Setting up a machine translation service for Timor-Leste
|Countdown link||Open timer|
Timor-Leste's lingua franca, Tetun, was not on Google Translate or any other free automated translation service. So we embarked on a project to provide this service, starting from zero language resources to building a complete solution, online and free, all in Python!
Tetun is the most widely spoken language in Timor-Leste (also known as East Timor). You'll hear it on the streets, on the radio, on TV, and even sung in rap songs. However, one of the main languages of business is English, which many Timorese are eager to learn. Yet there was no free automated translation service between Tetun and English. Therefore, both native Tetun speakers and foreigners learning Tetun were forced to rely on word-for-word translations using dictionaries to translate to and from English. To remedy this, we embarked on a project to create a Tetun-English machine translation service. It’s now used by over 10,000 people.

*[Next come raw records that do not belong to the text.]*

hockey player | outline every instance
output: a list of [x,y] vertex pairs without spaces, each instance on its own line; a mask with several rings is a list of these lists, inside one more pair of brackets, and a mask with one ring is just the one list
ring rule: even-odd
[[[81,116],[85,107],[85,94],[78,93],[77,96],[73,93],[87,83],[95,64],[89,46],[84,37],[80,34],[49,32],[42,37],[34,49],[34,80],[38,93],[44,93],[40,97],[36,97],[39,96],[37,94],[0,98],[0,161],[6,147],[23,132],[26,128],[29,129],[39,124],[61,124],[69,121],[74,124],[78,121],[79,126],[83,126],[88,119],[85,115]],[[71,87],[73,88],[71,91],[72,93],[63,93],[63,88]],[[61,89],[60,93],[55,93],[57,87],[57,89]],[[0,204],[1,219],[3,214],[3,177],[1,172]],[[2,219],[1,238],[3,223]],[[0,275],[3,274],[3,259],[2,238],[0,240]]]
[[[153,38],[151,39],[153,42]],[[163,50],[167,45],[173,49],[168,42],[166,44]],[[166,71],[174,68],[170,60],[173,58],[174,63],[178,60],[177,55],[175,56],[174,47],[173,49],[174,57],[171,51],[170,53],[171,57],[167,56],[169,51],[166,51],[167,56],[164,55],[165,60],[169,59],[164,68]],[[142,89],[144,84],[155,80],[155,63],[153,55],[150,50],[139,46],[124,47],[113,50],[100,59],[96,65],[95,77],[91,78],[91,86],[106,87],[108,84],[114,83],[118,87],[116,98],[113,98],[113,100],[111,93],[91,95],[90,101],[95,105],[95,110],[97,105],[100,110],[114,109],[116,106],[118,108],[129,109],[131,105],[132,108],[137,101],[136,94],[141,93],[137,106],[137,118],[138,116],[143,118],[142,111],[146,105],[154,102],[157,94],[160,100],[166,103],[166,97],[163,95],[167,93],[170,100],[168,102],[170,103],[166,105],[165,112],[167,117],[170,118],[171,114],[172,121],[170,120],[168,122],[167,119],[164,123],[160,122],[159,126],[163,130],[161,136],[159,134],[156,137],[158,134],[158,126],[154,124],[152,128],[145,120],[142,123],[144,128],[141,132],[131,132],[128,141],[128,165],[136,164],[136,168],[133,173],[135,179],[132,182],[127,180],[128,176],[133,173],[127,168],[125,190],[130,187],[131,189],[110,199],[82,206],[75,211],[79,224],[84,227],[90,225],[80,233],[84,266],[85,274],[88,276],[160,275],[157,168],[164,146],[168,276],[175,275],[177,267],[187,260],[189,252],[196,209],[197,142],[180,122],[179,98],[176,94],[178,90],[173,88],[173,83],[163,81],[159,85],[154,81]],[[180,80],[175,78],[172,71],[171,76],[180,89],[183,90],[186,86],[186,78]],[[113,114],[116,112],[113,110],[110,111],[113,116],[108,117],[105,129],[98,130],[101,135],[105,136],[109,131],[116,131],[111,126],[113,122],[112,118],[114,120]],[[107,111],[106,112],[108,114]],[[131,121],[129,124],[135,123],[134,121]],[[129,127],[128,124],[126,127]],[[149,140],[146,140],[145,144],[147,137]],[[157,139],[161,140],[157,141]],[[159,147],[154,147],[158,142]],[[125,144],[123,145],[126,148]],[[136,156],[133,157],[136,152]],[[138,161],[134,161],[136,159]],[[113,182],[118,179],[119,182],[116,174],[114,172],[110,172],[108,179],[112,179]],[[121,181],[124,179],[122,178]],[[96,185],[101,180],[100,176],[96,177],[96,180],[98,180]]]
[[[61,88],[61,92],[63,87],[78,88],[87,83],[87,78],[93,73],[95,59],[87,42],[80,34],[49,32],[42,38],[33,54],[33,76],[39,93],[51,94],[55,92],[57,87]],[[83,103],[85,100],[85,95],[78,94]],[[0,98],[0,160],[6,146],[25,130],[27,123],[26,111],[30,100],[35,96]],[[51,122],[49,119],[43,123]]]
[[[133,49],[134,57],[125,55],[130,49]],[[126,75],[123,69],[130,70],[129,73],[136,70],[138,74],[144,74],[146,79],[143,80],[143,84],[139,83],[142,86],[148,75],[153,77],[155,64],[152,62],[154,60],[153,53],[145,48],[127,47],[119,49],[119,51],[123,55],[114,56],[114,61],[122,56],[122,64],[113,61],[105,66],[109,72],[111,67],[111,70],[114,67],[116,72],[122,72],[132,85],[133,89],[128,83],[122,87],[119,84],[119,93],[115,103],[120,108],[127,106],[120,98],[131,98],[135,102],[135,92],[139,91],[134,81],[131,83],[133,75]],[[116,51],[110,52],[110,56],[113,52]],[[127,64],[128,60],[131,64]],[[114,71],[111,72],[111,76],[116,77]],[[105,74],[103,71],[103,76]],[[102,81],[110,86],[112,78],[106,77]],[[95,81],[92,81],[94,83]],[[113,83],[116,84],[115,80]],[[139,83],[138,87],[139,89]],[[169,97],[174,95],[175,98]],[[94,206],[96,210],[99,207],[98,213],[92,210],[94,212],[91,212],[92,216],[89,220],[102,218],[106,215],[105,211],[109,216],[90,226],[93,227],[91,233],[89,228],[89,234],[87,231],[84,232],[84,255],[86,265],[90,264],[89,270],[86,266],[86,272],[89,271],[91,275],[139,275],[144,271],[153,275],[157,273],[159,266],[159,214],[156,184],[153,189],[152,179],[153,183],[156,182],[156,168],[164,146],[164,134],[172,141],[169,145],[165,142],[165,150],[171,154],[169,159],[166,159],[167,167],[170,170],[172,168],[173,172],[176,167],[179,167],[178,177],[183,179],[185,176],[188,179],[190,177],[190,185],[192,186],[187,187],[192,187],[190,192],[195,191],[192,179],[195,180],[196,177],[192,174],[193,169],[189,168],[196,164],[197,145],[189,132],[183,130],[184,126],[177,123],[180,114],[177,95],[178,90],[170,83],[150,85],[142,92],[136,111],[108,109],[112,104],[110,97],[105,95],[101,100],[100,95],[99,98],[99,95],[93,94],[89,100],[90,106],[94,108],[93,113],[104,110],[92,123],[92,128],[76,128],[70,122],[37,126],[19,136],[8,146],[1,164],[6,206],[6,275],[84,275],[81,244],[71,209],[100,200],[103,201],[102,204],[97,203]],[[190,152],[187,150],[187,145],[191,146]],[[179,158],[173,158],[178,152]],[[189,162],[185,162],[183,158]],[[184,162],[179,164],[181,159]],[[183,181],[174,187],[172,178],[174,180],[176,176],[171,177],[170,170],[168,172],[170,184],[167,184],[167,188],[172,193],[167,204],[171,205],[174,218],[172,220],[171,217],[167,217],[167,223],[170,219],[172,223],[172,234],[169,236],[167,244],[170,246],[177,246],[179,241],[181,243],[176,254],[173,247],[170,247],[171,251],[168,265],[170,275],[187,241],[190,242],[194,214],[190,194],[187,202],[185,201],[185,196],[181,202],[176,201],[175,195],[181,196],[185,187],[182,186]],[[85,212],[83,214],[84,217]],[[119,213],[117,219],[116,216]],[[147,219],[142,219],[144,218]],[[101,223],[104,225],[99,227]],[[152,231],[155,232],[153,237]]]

Tetun is a low-resource language meaning that there are no readily available corpora (annotated or otherwise), lexica, parallel text and other NLP resources that allow us to easily build models and other AI or NLP products for this language, including a machine translation system. However, advances in research into neural machine translation have allowed us to create a good quality machine translation service even with the modest-sized corpora that we had to develop ourselves.
In this talk we cover how we used Python to create a parallel corpus for training, how we collected and cleaned this data, and trained a neural machine translation encoder-decoder model using Pytorch. Finally, we cover how we serve the machine translation system using a Django web API. We hope that by the end of the talk, you will have a good idea of where to start to create your own machine translation system.
Rapha is a software engineer turned aid/development professional. He works at Catalpa International, supervising governance and transparency projects in Papua New Guinea, Myanmar and Timor-Leste. He is passionate about how Governments can deliver better services to their citizens through enhanced accountability.
Mel is a Language Data Science Lead at The University of Queensland. Her interests lie in natural language processing and she works on projects to encourage and enable computational methods in humanities and social sciences.